With the clamping of lockdown, migrant workers are in deep distress having no work, no money and being thrown out from their workplaces. In many cases eviction from their rented accommodation and having nothing to fall back for stay and food those workers are desperately attempting to reach back their native home even facing police high-handedness.

Many of them are being stopped and or detained, insulted and humiliated by the police particularly at the inter-state borders forcing them to remain stranded midway under the sky. Further, there are even reports of deaths due to accidents and unbearable hardships.


Act of crime


The use of the disinfectant spray on the migrant workers in Bareilly, in Uttar Pradesh, for their ‘crime’ of being desperate to rush back to their native home even by walking on the highways was shocking and the most condemnable inhuman act.

It is criminal to use chemical spray on human bodies as it can cause nausea, vomiting, headache, irritation, and damage to eyes.
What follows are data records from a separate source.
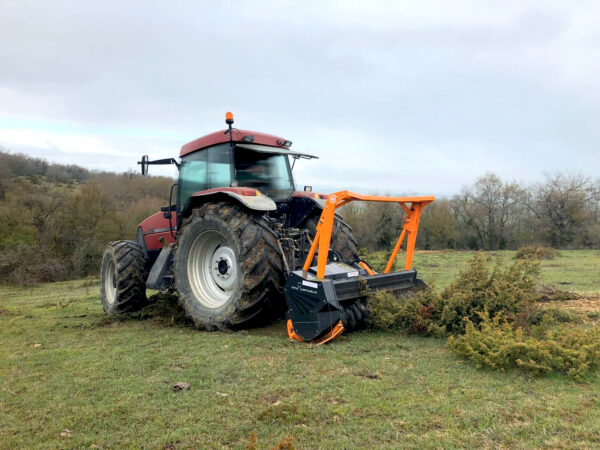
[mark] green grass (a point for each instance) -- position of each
(65, 365)
(573, 270)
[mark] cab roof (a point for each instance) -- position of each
(219, 137)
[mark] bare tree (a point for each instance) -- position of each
(560, 206)
(486, 208)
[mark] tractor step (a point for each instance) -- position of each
(314, 304)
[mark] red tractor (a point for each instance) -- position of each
(237, 238)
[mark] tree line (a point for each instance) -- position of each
(562, 211)
(55, 220)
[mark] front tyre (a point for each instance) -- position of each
(123, 277)
(228, 268)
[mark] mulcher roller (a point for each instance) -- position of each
(323, 299)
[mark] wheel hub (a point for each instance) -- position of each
(212, 269)
(223, 269)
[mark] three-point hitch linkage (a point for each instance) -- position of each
(317, 294)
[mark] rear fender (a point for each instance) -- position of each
(302, 206)
(153, 229)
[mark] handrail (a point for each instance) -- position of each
(322, 238)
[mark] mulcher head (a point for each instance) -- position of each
(317, 296)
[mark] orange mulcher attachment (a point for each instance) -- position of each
(317, 294)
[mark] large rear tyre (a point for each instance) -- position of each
(356, 315)
(228, 268)
(123, 277)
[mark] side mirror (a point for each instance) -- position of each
(144, 164)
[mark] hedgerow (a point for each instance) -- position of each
(533, 252)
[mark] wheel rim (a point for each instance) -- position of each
(212, 269)
(110, 281)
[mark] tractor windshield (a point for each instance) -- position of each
(269, 173)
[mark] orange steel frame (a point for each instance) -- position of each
(325, 226)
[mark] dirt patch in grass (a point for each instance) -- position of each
(589, 307)
(162, 310)
(281, 413)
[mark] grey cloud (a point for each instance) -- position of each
(484, 86)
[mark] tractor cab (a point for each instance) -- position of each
(241, 236)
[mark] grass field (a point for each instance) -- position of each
(73, 377)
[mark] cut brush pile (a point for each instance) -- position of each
(491, 317)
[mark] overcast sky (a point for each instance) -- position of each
(398, 96)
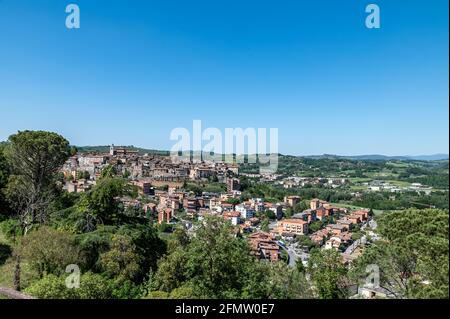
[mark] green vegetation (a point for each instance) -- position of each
(122, 253)
(413, 255)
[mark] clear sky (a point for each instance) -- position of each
(137, 69)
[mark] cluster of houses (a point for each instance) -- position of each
(83, 169)
(385, 186)
(147, 172)
(336, 234)
(295, 181)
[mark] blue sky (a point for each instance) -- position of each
(137, 69)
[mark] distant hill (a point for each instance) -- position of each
(370, 157)
(377, 157)
(105, 149)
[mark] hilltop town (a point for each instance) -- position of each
(183, 194)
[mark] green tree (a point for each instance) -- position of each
(284, 282)
(49, 251)
(101, 200)
(413, 254)
(34, 157)
(122, 260)
(328, 274)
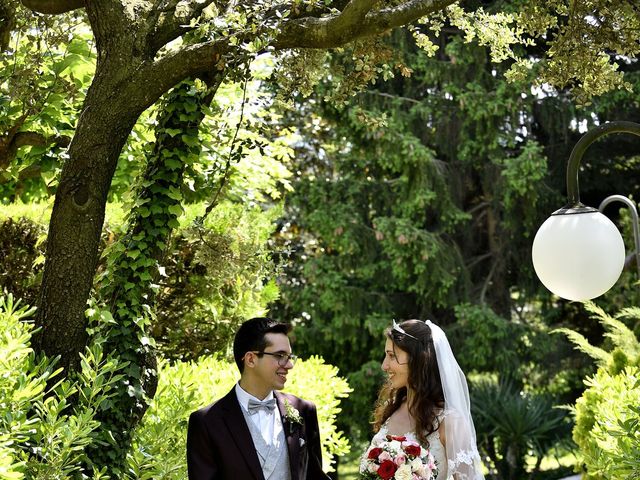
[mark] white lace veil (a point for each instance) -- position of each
(463, 459)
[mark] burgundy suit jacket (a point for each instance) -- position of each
(220, 447)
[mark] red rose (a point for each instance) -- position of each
(387, 470)
(412, 450)
(374, 453)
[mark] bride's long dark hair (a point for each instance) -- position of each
(423, 379)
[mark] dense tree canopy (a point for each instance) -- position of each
(78, 78)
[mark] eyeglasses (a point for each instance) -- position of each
(283, 358)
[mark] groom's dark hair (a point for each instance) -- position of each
(250, 337)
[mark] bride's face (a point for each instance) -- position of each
(396, 365)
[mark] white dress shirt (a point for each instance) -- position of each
(268, 422)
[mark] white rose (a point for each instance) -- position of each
(417, 465)
(395, 445)
(403, 473)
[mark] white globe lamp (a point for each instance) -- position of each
(578, 253)
(579, 256)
In severe cases, it even causes commotion from within, delusion, drowsiness, hallucination, impaired judgment, excitement, and mood changes and could be fatal in the case of children and those with ailments of asthma, diabetes, etc.

In another place in Bulandshahar, a police person on duty is seen writing on the forehead of a worker that ‘I am a lockdown breaker’. Could anybody witness such a scene with an affluent, some of them in high positions violating advisories on lockdown even though having a history of traveling in Corona-effected countries in the months of February-March 2020?
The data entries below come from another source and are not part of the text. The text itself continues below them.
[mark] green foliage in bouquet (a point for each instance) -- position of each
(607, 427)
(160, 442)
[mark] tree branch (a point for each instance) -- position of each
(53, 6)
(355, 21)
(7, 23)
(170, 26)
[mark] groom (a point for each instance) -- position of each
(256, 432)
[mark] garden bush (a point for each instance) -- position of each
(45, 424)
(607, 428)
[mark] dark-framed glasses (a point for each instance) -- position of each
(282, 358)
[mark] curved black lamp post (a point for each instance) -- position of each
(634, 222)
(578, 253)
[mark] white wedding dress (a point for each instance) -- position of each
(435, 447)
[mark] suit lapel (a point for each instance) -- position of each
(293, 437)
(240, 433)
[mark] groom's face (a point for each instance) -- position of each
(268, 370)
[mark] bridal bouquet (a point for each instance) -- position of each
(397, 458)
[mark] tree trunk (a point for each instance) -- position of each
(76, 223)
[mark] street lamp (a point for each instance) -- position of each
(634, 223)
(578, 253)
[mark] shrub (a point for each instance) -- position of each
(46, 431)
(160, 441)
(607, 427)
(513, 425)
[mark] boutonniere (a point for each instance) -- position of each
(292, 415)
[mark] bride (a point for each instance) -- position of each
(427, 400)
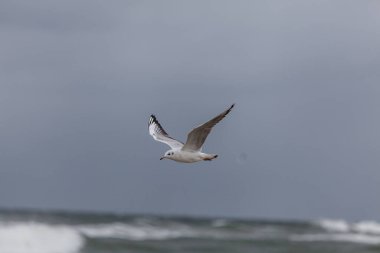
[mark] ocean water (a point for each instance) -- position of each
(60, 232)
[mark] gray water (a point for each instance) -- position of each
(64, 232)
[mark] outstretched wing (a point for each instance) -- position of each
(198, 135)
(159, 134)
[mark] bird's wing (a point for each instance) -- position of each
(159, 134)
(198, 135)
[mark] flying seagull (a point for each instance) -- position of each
(190, 151)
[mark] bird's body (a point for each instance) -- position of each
(190, 151)
(188, 156)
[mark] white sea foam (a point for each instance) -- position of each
(364, 232)
(32, 237)
(334, 225)
(338, 237)
(133, 232)
(368, 227)
(365, 227)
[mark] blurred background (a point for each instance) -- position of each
(79, 80)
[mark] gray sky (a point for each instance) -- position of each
(79, 79)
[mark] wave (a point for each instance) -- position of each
(134, 232)
(363, 227)
(336, 237)
(59, 237)
(32, 237)
(363, 232)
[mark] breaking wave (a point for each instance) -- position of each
(32, 237)
(363, 232)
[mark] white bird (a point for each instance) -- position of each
(190, 151)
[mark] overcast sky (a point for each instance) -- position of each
(79, 79)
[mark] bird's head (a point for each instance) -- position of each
(168, 154)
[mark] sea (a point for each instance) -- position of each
(70, 232)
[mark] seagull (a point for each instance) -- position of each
(191, 151)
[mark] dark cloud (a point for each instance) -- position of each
(80, 79)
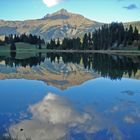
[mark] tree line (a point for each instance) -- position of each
(31, 39)
(114, 66)
(109, 36)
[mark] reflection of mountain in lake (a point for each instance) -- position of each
(66, 69)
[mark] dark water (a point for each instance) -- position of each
(70, 96)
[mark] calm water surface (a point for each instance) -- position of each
(64, 96)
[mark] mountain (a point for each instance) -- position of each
(59, 24)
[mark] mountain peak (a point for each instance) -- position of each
(62, 13)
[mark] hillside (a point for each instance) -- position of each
(59, 24)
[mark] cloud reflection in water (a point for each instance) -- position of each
(55, 119)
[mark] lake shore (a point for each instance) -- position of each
(119, 52)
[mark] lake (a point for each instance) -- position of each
(69, 96)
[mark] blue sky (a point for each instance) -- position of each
(99, 10)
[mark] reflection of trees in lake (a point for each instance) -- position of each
(112, 66)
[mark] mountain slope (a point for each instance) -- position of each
(59, 24)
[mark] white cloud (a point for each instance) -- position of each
(54, 116)
(51, 3)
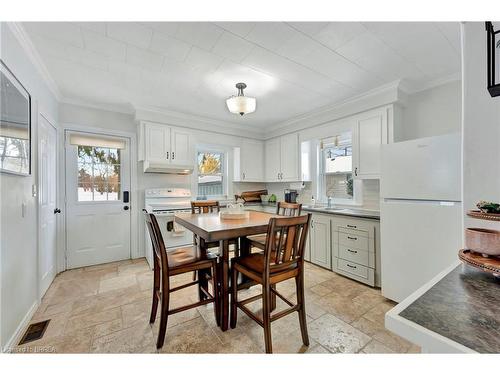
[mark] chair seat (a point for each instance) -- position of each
(256, 263)
(186, 255)
(259, 241)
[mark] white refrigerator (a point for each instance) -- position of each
(420, 211)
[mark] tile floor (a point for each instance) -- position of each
(105, 309)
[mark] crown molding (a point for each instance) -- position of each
(155, 114)
(127, 109)
(413, 89)
(27, 45)
(383, 95)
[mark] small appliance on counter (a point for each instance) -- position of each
(291, 196)
(251, 196)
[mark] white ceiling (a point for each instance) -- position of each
(192, 67)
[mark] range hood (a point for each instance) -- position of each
(167, 168)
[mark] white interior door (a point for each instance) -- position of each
(47, 198)
(97, 199)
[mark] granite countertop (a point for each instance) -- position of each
(336, 210)
(464, 306)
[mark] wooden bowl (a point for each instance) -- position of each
(484, 241)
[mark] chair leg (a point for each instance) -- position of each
(215, 282)
(156, 287)
(165, 297)
(266, 315)
(299, 282)
(273, 298)
(234, 297)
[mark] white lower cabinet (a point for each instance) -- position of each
(355, 249)
(347, 245)
(321, 235)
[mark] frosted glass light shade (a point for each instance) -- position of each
(241, 104)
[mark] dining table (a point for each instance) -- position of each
(212, 227)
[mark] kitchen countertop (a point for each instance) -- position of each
(458, 311)
(336, 210)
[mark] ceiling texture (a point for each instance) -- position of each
(192, 67)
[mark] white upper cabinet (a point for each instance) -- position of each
(289, 156)
(249, 161)
(157, 142)
(165, 144)
(273, 156)
(282, 159)
(180, 147)
(372, 129)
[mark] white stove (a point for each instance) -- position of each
(165, 203)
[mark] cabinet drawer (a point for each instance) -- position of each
(355, 269)
(355, 241)
(355, 226)
(354, 255)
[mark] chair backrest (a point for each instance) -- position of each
(204, 207)
(159, 250)
(288, 209)
(285, 241)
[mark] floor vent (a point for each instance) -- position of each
(34, 332)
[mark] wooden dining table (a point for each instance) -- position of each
(212, 228)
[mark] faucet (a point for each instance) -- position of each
(329, 202)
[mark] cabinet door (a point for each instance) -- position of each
(289, 155)
(321, 241)
(180, 146)
(251, 161)
(272, 157)
(157, 143)
(371, 134)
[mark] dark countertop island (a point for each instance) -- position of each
(461, 307)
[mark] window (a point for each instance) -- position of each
(98, 174)
(336, 180)
(211, 177)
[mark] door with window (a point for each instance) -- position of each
(97, 199)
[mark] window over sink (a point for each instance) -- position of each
(335, 166)
(212, 177)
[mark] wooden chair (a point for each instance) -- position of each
(172, 263)
(284, 209)
(204, 207)
(281, 260)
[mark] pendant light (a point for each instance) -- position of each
(241, 104)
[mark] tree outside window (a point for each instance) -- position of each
(210, 174)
The migrant workers in Surat were lathi-charged and even cases have been filed against them. There are no efforts by the authorities to reach out to the places where those workers are held up in various states after losing their livelihood and having no resources to feed themselves. No effort is being made to explain to them the need for the lockdown while ensuring their basic essentials of food, water, and medical care.

It is shameful that some of those in power including some responsible government officials are having scant regard for basic human rights of crores of vulnerable, helpless poor workers who are desperate having lost their livelihood, place of stay and compelled due to circumstances to walk for miles to reach back homes in villages.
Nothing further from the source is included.